Saturday 28 March 2009

Modernism

Here are two interesting quotes:
1. "Success and failure on the public level never mattered to me; in fact I feel much more at home with the latter, having breathed deep of its vivifying air all my writing life up to the last couple of years."
That's from a letter written by Samuel Beckett.

2. "A gap had opened up between the ideal of modernism as the antithesis of mass culture and the reality of America as a marketplace in which absolutely anything could be bought and sold.... When someone happily observed that one of the concerts (Varese and Ruggles being the chief composers) had drawn a full house, Ruggles accused his own organisation of 'catering to the public'. As so often in the modernist saga, revolutionary impulses went hand in hand with intolerance asnd resentment."
That's from Alex Ross's "The Rest is Noise".
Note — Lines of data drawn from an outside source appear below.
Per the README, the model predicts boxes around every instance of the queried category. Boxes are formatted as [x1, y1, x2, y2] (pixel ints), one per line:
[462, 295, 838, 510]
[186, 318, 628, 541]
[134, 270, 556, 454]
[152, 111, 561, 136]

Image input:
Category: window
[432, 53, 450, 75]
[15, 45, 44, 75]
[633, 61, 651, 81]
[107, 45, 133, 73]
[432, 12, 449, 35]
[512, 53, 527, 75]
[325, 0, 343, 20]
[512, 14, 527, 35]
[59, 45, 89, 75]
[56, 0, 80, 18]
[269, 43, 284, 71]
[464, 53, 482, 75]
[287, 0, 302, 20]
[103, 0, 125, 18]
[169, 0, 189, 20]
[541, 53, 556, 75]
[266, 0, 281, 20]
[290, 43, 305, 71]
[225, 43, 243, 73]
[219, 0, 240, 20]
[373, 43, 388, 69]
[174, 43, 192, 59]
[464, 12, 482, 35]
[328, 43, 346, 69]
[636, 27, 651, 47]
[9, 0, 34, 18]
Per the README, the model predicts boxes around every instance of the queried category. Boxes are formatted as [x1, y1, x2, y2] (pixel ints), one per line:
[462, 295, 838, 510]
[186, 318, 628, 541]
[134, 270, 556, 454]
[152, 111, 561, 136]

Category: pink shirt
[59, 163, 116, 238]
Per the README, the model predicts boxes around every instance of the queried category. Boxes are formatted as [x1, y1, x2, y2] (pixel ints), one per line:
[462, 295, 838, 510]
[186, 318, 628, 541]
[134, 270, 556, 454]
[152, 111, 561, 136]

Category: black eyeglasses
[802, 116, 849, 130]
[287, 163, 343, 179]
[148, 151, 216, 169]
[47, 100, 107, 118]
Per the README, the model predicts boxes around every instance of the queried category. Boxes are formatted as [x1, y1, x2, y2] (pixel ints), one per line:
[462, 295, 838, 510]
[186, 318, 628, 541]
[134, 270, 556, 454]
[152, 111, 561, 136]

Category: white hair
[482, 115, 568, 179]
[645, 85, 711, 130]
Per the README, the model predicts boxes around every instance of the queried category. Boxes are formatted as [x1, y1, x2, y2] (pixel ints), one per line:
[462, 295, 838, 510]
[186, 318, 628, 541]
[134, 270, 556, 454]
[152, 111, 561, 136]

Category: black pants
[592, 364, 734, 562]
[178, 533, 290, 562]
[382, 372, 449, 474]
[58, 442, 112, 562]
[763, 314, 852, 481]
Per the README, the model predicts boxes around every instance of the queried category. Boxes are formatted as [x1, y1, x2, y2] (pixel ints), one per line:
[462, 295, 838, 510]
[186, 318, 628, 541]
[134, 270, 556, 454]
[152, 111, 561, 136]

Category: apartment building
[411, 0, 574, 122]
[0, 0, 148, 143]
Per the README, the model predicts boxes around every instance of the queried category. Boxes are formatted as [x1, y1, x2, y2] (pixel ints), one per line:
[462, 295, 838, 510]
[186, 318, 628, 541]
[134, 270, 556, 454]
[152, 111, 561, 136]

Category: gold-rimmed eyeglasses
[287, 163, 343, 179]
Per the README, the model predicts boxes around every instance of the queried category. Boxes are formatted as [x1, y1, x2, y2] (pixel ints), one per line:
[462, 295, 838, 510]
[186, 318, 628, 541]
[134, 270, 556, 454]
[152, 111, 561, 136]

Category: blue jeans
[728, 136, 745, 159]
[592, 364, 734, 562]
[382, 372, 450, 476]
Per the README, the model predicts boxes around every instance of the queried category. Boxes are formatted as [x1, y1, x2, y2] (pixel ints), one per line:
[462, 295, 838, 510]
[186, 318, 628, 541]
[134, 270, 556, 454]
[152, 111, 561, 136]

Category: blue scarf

I used to be a tutor on a Creative Writing course and a good deal of time was taken up by would-be writers wanting to know or giving information about possible markets for their work: would Best magazine be good for the short story with a twist? How much would they pay? Is it worth trying Women's Weekly? What about Mills and Boon?

There was this insatiable desire to be published - somewhere, anywhere. I know what it's like. I've experienced it. Now I don't care..... Yes I do. Yes I do.
But never go to a vanity publisher or to a friend.... Why not? Samuel Beckett did.